Well, let’s browse our dear file system API…

fs.writeFile(file, data)

Simple enough, isn’t it?

And yet, there are so many kinds of wrong in this seemingly obvious answer.

POSIX

Let’s first educate ourselves. Node.js’ file system API is designed to imitate and target POSIX, a specification to etch the core Unix experience in granite. While the main reason for the success of Unix was portability, ensuring that userland programs could run on different machines, the three tenets of its design were also delicious (plain text as universal interface, composable programs via a shell, and a hierarchical file system offering a unified interface to kernel functionality (not just data storage)).

Naturally, everybody stole those juicy ideas.

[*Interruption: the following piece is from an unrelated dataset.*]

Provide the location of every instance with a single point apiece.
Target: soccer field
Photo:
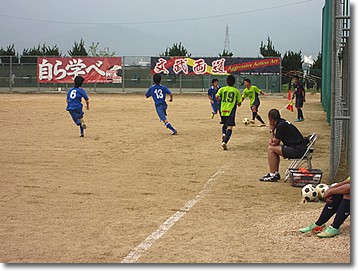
(96, 199)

When Richard Stallman famously chose to write a free operating system to oppose what we would today call DRM, he wanted Unix compatibility. When compatibility is seeked, standardization becomes necessary. IEEE sprung into action in the form of SUS (the Single Unix Specification), and, with Richard’s suggested name, wrote the Portable Operating System Interface, POSIX.

Richard’s baby, GNU, had little impact without a proper kernel. It was a mere collection of programs that would talk to a Unix file system if there was a free one. Fortunately, a free one arose, birthed as Linux, and gained major adoption thanks to its sweet mix of speed, stability, and a healthy dose of bright experiments. When Node.js was created, Linux was the overwhelming king of the server-side, which Node.js wanted to conquer.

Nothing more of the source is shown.